Der Güterverkehr wächst noch schneller als der Personenverkehr. Daran hat auch die seit 2005 eingeführte Lkw-Maut nichts geändert. Die absoluten CO2-Emissionen im Lkw-Verkehr sind nach UBA- Angaben von 1995 bis 2013 von 34,2 auf 38,7 Millionen Tonnen gestiegen. Das sind 13 Prozent. Der Güterverkehr auf der Straße hat im gleichen Zeitraum um 31 Prozent zugenommen. Die Prognosen gehen alle von einem weiter wachsenden Straßengüterverkehr aus. Das UBA fordert deshalb eine Einbeziehung aller Fahrzeuge von 3,5 Tonnen an in die Lkw- Maut. Bisher müssen nur Lastwagen von 7,5 Tonnen an die kilometerbedingte und schadstoffbezogene Maut bezahlen. Außerdem schlägt das UBA vor, alle Straßen mautpflichtig zu machen. Bisher sind es nur Autobahnen und ein Teil der Bundesstraßen. Im Kabinett gibt es dafür bisher keine Mehrheit.

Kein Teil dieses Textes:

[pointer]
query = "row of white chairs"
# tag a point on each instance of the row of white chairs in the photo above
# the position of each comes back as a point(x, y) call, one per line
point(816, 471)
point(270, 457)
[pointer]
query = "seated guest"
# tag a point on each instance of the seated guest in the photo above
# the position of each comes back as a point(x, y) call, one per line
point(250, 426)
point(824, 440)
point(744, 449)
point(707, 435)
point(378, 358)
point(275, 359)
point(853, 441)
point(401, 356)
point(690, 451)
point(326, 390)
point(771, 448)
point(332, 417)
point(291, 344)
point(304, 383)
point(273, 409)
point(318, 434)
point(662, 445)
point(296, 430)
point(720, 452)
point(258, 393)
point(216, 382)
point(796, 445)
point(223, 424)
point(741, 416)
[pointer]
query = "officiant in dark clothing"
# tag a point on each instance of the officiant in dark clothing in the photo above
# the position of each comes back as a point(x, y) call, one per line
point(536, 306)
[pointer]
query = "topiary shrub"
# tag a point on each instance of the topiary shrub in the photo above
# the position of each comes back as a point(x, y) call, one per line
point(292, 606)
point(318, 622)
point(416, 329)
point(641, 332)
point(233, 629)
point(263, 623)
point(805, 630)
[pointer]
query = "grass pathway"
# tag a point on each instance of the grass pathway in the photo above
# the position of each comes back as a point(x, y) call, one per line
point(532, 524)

Was ist mit dem Flug- und Schiffsverkehr?

Auch im Pariser Klimaabkommen fehlen die Emissionen aus dem Flug- und dem Schiffsverkehr. Das ist klimapolitisch die wohl härteste Nuss. Denn nach wie vor sehen die meisten Regierungen im stetig wachsenden Flugverkehr und dem ebenso wachsenden Schiffsgüterverkehr die Grundlage für ihr Wirtschaftswachstum. In den UN-Gremien, die sich mit Fragen des Flugverkehrs und dem Seerecht befassen, steht das Thema Emissionsminderung im Flug- und Schiffsverkehr allerdings seit einigen Jahren auf der Tagesordnung. Schnelle Einigungen sind allerdings nicht wahrscheinlich. Der Versuch der Europäischen Union, im Flugverkehr Fakten zu schaffen, indem er in den Emissionshandel einbezogen wird, ist gescheitert. China und die USA vor allem verweigerten den Kauf von CO2-Rechten für die Nutzung der europäischen Luftwege und Flughäfen.

Ist der Bundesverkehrswegeplan ein Beitrag zum Klimaschutz?

Der vom Verkehrsministerium vorgelegte Plan sieht Investitionen von 13 Milliarden Euro in die Verkehrsinfrastruktur vor, davon 7,4 Milliarden in den Erhalt und Neubau von Straßen. Bisher haben mehr Straßen allerdings immer nur mehr Verkehr mit sich gebracht. Die Widerlegung dieser These steht noch aus. Die Umweltverbände kritisieren, dass dem Bundesverkehrswegeplan jegliches umweltpolitische Konzept fehle. Sie verlangen, die öffentliche Anhörung zunächst zu stoppen, bis er klimafreundlich überarbeitet ist.